ポリーニのショパンはきわめつけと言われるが、そんなものかねぇと思う。もっともYouTubeはどういうわけか低音質ばかりで、そういえばCDも皆スカばかりだ。というより、トスカニーニと同じで、こういう音が好きだったのかもしれない。

YouTubeは親切で、ポリーニがショパンコンクールで優勝した時の実況録音をアップしてくれている。この時のマズルカ(作品59の3)がいいんだね。

モノで低音は全然聞こえない。しかし演奏はそれを補って余りある。完全無欠という感じだ。


この後ポリーニは長い休みに入って、それから楽壇にデビューする。それからの音作りはまったく違う。
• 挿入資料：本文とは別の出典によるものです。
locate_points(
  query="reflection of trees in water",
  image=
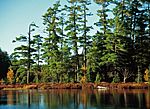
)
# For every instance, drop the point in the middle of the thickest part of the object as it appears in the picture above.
(75, 99)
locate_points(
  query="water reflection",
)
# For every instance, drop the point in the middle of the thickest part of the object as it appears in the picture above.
(75, 99)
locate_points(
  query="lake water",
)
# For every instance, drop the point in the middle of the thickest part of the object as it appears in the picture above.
(75, 99)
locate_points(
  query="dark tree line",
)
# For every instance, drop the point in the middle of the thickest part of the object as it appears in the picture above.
(4, 64)
(118, 51)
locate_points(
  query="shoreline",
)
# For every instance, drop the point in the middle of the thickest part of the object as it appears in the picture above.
(101, 85)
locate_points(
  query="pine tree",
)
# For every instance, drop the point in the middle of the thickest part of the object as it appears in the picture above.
(73, 30)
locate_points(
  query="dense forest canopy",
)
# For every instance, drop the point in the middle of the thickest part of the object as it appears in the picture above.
(4, 64)
(118, 51)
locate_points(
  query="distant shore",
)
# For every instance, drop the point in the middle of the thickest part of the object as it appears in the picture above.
(75, 86)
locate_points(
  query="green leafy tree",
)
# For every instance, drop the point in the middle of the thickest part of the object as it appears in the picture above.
(4, 64)
(73, 29)
(21, 58)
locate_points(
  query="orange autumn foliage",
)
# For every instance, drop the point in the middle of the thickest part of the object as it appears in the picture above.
(10, 76)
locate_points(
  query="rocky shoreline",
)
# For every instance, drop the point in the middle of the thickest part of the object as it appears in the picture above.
(102, 85)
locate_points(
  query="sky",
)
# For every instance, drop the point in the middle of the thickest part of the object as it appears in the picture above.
(15, 17)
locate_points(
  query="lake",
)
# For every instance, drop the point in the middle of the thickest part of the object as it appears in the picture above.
(74, 99)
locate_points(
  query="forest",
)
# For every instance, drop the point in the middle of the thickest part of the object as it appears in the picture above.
(68, 51)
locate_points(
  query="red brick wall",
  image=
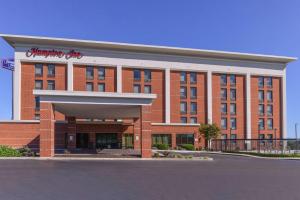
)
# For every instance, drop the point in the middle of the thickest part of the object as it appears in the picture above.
(27, 86)
(276, 107)
(80, 80)
(20, 134)
(200, 100)
(157, 87)
(240, 104)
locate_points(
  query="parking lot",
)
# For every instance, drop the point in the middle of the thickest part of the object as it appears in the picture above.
(227, 177)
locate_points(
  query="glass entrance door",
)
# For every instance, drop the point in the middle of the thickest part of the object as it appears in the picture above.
(107, 141)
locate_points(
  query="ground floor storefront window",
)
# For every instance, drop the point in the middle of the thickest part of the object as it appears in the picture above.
(161, 139)
(184, 139)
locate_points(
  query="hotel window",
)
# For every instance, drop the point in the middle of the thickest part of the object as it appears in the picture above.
(37, 103)
(261, 124)
(193, 77)
(38, 85)
(51, 85)
(193, 108)
(269, 82)
(224, 123)
(136, 88)
(183, 92)
(233, 109)
(261, 95)
(101, 73)
(193, 93)
(223, 94)
(51, 70)
(261, 109)
(260, 82)
(183, 107)
(183, 77)
(38, 69)
(223, 79)
(269, 110)
(101, 87)
(232, 94)
(89, 87)
(183, 120)
(137, 74)
(269, 96)
(147, 89)
(232, 80)
(270, 124)
(89, 72)
(224, 108)
(147, 75)
(233, 123)
(193, 120)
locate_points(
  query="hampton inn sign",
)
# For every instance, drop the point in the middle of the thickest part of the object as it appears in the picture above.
(33, 52)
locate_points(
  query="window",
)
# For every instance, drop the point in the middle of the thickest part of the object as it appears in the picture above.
(193, 93)
(270, 124)
(137, 74)
(101, 87)
(233, 123)
(223, 79)
(224, 123)
(269, 96)
(261, 124)
(193, 120)
(193, 108)
(51, 85)
(183, 107)
(161, 139)
(233, 94)
(38, 69)
(224, 108)
(89, 87)
(183, 77)
(37, 117)
(101, 73)
(233, 109)
(184, 139)
(260, 82)
(193, 77)
(147, 89)
(261, 110)
(183, 92)
(89, 72)
(183, 120)
(223, 94)
(38, 85)
(51, 70)
(232, 80)
(269, 110)
(37, 103)
(269, 82)
(261, 95)
(147, 75)
(136, 88)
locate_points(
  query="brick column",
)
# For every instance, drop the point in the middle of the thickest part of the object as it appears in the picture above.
(71, 133)
(146, 130)
(47, 126)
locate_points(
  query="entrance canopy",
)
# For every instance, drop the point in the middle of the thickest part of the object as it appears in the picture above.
(96, 105)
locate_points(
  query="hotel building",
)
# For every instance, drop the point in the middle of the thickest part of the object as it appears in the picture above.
(80, 94)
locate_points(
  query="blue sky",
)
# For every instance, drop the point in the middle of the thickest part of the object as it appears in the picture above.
(256, 26)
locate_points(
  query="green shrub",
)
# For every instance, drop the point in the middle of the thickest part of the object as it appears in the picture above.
(6, 151)
(162, 146)
(188, 147)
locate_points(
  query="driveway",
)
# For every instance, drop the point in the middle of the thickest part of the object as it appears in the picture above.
(227, 177)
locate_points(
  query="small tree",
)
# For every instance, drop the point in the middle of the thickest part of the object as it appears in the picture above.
(209, 132)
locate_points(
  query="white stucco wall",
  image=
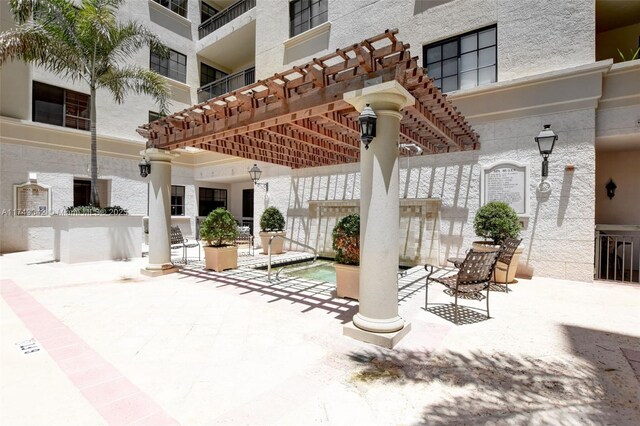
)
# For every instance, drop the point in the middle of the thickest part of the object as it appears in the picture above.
(527, 30)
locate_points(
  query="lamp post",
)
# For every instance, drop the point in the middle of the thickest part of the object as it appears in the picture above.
(546, 139)
(145, 167)
(367, 120)
(255, 174)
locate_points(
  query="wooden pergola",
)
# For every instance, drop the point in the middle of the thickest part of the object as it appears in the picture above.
(298, 118)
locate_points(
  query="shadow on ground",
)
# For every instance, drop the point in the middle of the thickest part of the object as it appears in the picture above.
(311, 295)
(501, 388)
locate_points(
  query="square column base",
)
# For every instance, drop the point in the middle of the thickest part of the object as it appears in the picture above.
(386, 340)
(158, 272)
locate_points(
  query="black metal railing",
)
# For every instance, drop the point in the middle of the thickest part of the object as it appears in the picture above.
(617, 252)
(227, 84)
(224, 17)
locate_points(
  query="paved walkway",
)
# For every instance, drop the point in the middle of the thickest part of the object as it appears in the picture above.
(97, 343)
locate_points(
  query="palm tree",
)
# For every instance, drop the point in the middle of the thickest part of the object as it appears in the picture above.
(85, 43)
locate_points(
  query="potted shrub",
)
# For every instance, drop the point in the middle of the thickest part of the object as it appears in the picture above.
(220, 229)
(272, 223)
(346, 243)
(497, 221)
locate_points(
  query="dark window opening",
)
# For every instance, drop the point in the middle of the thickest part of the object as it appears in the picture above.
(60, 107)
(207, 11)
(463, 62)
(177, 6)
(173, 66)
(153, 116)
(210, 74)
(177, 200)
(81, 192)
(210, 199)
(307, 14)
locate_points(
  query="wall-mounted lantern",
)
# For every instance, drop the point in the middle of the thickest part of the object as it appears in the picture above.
(546, 139)
(367, 120)
(255, 174)
(611, 189)
(145, 167)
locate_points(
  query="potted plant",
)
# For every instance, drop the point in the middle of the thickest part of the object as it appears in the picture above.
(346, 243)
(219, 229)
(272, 223)
(497, 221)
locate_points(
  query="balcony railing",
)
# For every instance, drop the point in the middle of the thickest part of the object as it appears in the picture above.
(224, 17)
(226, 84)
(617, 253)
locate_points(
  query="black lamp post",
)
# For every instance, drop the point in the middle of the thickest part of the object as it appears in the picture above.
(367, 120)
(546, 139)
(145, 167)
(255, 174)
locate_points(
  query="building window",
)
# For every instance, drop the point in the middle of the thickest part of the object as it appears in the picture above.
(177, 200)
(209, 74)
(153, 116)
(173, 66)
(207, 11)
(82, 192)
(463, 62)
(210, 199)
(306, 14)
(177, 6)
(60, 107)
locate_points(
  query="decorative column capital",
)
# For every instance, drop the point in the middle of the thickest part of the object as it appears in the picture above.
(155, 154)
(384, 96)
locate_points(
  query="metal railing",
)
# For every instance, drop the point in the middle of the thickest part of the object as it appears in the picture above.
(227, 84)
(315, 254)
(224, 17)
(617, 253)
(177, 6)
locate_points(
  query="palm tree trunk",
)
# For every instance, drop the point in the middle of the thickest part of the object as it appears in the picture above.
(94, 199)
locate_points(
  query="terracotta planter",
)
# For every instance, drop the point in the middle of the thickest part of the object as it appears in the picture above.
(347, 281)
(220, 258)
(500, 275)
(277, 245)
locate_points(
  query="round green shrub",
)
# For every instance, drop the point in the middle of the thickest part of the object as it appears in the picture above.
(271, 220)
(219, 228)
(497, 221)
(346, 240)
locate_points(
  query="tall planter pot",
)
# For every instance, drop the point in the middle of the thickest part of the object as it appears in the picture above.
(220, 258)
(500, 275)
(347, 281)
(277, 245)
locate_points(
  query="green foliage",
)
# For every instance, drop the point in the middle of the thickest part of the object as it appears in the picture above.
(271, 220)
(632, 55)
(219, 228)
(82, 40)
(497, 220)
(346, 240)
(111, 210)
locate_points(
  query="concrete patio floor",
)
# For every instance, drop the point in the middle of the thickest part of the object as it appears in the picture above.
(202, 348)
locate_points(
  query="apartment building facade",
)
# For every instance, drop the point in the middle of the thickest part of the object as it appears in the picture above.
(509, 67)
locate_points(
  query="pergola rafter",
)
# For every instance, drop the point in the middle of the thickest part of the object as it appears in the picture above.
(298, 118)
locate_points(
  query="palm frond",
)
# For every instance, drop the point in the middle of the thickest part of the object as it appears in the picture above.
(31, 43)
(120, 81)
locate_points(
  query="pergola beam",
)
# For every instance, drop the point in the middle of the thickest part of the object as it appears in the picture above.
(300, 115)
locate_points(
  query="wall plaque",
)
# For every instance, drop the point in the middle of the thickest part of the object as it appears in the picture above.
(508, 182)
(31, 199)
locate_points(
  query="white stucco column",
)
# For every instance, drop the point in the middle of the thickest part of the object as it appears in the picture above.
(378, 321)
(159, 212)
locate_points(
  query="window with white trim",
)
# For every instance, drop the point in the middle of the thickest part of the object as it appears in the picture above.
(464, 61)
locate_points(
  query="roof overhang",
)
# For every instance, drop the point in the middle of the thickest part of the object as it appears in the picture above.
(298, 118)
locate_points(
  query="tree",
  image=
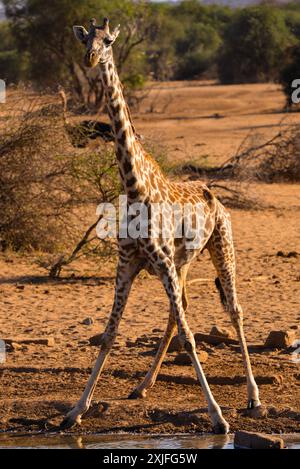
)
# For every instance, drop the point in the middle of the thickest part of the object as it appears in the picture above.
(44, 31)
(253, 46)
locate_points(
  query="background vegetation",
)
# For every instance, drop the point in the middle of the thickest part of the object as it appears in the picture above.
(161, 41)
(48, 193)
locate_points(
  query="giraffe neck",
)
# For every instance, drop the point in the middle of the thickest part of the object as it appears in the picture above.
(129, 151)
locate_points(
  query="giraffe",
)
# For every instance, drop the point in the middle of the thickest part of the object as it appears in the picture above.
(169, 258)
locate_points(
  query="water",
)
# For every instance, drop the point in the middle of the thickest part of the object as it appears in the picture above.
(128, 441)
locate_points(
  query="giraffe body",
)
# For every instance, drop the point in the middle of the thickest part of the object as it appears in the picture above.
(168, 257)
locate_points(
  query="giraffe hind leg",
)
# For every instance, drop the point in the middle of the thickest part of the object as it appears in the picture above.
(221, 251)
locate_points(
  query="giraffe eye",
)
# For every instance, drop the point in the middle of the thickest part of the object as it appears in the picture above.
(107, 41)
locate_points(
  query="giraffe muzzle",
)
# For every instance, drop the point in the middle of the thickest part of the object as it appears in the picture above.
(91, 59)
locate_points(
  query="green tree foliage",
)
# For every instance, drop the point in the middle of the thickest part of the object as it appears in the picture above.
(253, 46)
(43, 30)
(12, 63)
(158, 40)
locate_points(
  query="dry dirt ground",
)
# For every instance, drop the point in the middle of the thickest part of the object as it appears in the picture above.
(39, 383)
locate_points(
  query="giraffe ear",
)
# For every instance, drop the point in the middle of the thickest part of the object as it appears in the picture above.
(115, 33)
(80, 33)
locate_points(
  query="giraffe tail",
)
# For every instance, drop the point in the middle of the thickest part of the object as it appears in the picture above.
(221, 291)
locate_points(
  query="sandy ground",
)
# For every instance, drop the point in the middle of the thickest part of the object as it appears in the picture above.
(39, 383)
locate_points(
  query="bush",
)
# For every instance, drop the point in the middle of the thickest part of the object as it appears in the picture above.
(49, 190)
(290, 72)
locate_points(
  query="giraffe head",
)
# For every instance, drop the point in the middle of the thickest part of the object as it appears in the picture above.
(98, 41)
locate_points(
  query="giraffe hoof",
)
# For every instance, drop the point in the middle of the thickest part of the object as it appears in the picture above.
(138, 394)
(256, 411)
(69, 422)
(221, 428)
(253, 403)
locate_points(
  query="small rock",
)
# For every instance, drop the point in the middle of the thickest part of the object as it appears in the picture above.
(88, 321)
(292, 254)
(96, 340)
(48, 341)
(222, 332)
(280, 339)
(221, 346)
(253, 440)
(15, 347)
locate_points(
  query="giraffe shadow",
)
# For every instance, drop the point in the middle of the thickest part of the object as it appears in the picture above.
(46, 280)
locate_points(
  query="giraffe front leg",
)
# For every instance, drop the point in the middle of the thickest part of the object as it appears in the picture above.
(126, 273)
(171, 283)
(148, 382)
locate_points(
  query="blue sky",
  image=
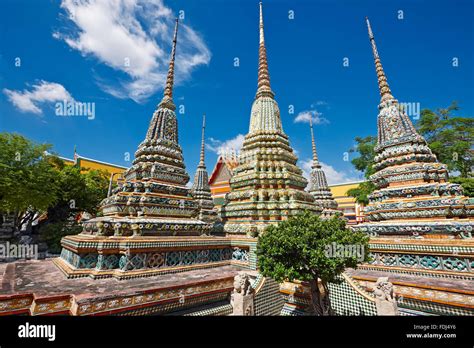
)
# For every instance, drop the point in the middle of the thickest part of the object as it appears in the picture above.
(79, 50)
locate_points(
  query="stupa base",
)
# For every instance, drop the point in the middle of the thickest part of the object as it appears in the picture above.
(457, 228)
(141, 256)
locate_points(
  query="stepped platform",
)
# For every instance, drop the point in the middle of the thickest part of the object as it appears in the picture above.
(38, 287)
(431, 295)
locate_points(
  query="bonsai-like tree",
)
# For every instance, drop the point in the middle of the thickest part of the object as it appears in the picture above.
(307, 248)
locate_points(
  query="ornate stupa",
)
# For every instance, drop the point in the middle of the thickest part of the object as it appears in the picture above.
(146, 215)
(318, 185)
(200, 189)
(266, 186)
(420, 224)
(413, 195)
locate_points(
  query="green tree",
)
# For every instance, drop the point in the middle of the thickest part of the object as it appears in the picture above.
(451, 138)
(366, 149)
(364, 162)
(80, 192)
(361, 193)
(28, 178)
(297, 249)
(33, 182)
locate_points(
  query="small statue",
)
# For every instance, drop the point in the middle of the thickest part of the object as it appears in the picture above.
(384, 289)
(242, 298)
(384, 298)
(242, 284)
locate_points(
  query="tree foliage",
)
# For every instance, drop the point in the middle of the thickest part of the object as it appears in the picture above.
(295, 249)
(361, 193)
(28, 180)
(366, 149)
(33, 182)
(451, 138)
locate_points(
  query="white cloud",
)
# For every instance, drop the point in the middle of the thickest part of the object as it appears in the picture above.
(134, 37)
(227, 146)
(305, 116)
(42, 93)
(333, 176)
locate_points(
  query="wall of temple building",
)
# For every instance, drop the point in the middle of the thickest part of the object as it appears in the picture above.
(353, 212)
(92, 164)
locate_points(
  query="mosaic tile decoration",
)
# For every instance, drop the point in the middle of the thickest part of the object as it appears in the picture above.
(345, 300)
(268, 300)
(431, 308)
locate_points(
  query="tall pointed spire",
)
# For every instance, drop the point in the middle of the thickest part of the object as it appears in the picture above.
(168, 93)
(200, 189)
(313, 143)
(263, 74)
(201, 157)
(266, 185)
(163, 124)
(385, 92)
(318, 184)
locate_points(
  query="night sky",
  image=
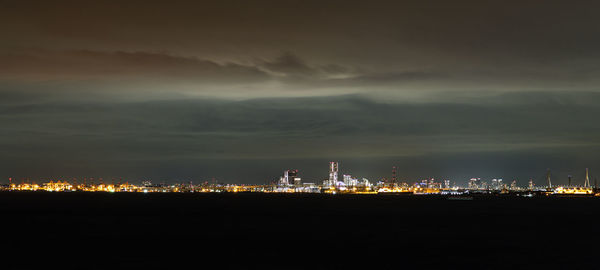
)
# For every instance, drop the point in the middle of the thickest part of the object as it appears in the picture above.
(241, 90)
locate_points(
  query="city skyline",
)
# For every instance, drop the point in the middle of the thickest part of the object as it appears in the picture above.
(240, 91)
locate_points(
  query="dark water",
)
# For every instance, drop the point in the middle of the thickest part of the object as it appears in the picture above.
(249, 231)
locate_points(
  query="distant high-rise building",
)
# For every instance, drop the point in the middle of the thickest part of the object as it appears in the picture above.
(531, 186)
(289, 177)
(587, 178)
(474, 183)
(333, 173)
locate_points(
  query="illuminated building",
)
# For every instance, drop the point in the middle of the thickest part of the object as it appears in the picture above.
(474, 183)
(333, 173)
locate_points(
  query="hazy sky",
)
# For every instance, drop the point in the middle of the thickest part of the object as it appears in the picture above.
(241, 90)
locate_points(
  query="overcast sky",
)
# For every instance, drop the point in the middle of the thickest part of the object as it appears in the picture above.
(241, 90)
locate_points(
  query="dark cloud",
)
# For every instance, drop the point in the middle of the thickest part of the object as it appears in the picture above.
(84, 64)
(93, 136)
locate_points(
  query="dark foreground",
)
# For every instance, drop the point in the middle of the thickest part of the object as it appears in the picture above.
(248, 231)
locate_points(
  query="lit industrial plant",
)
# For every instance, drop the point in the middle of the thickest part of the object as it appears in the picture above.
(291, 182)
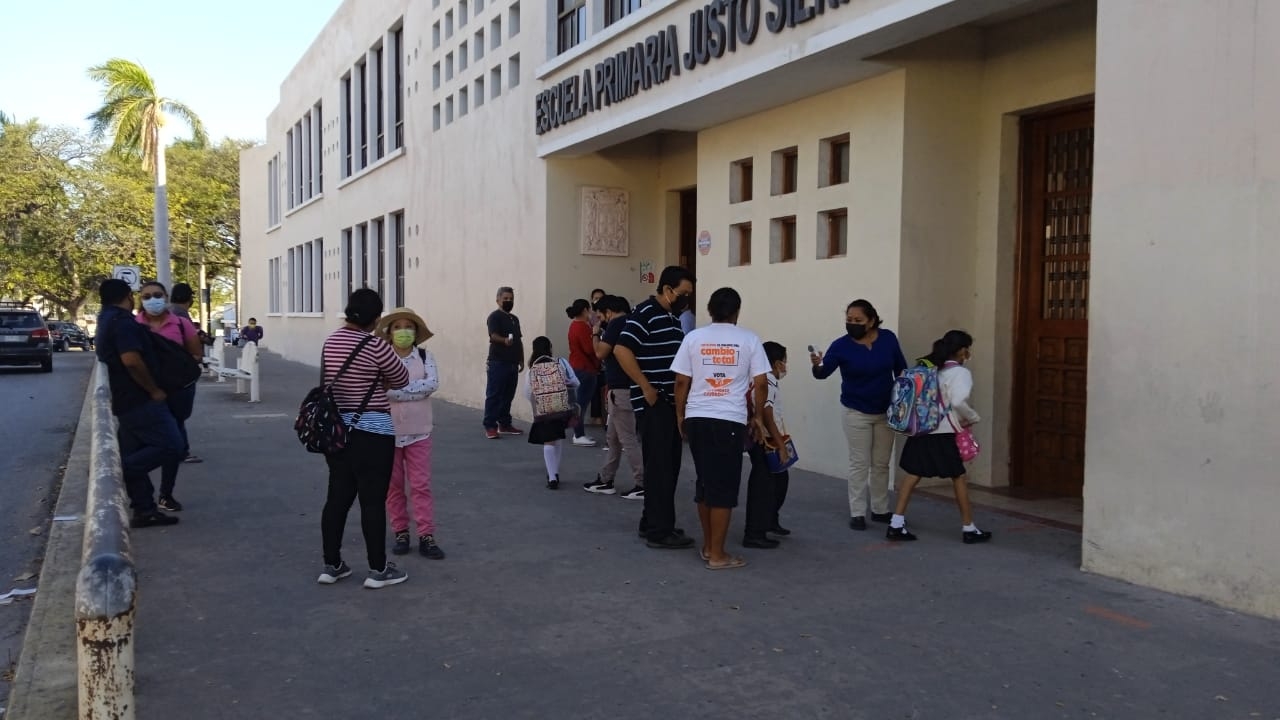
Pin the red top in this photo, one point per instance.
(581, 349)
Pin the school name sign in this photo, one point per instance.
(714, 30)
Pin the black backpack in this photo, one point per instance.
(174, 368)
(319, 423)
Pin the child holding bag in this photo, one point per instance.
(942, 452)
(549, 432)
(411, 417)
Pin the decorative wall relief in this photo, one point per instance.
(604, 223)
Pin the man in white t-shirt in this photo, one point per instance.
(714, 369)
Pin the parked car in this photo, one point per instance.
(24, 340)
(64, 336)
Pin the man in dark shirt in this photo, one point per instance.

2千とか3千人の聴衆を相手に弾くショパンだ。そちらも完全無欠かもしれないが、私にはさっぱり響いてこない。

ポリーニのノクターン全曲というのが高音質で聞ける。さっきからずっと聞いているのだが、完全無欠だが少しも面白く無い。お経を聞いているようだ。いかにすればショパンを、完璧かつ面白くなく弾けるかというのが彼の目標ではないかという気すらしてくる。


しかしコンサートの残響たっぷりの会場で聞けば、印象は違ってくるのかもしれない。シンフォニー・オーケストラを聞くように、その響きに身を委ねていれば、自ずから一種の快感が湧いてくるのだろう。ポリーニに代表される現代の音作りは、バイオリン1丁、ピアノ1台で大ホールを埋めた数千の観客を感動させるように作られているのだろう。

良い演奏かどうかを決めるのは、そういうコンサートに足繁く通う熱心なフアンなのだろう。

当然そうであっていいのだと思う。そっちがほんものなのだから。しっかりカネもかけているし、苦労も厭わずに聴きこんでいるのだから。


私のようにYouTubeで低音質の音をただで聞いている連中の出る幕ではない。ただそういう連中が聴くときの評価は少し違ってくるということだ。

ふと思いついたのだが、YouTube大賞みたいなものがあってもいいんじゃないだろうか。もうちょっとひねれば「貧乏人大賞」とか、「ただ聞き屋大賞」とか…

演奏家にしてみればそんな賞もらってもひとつも嬉しくはないだろうが。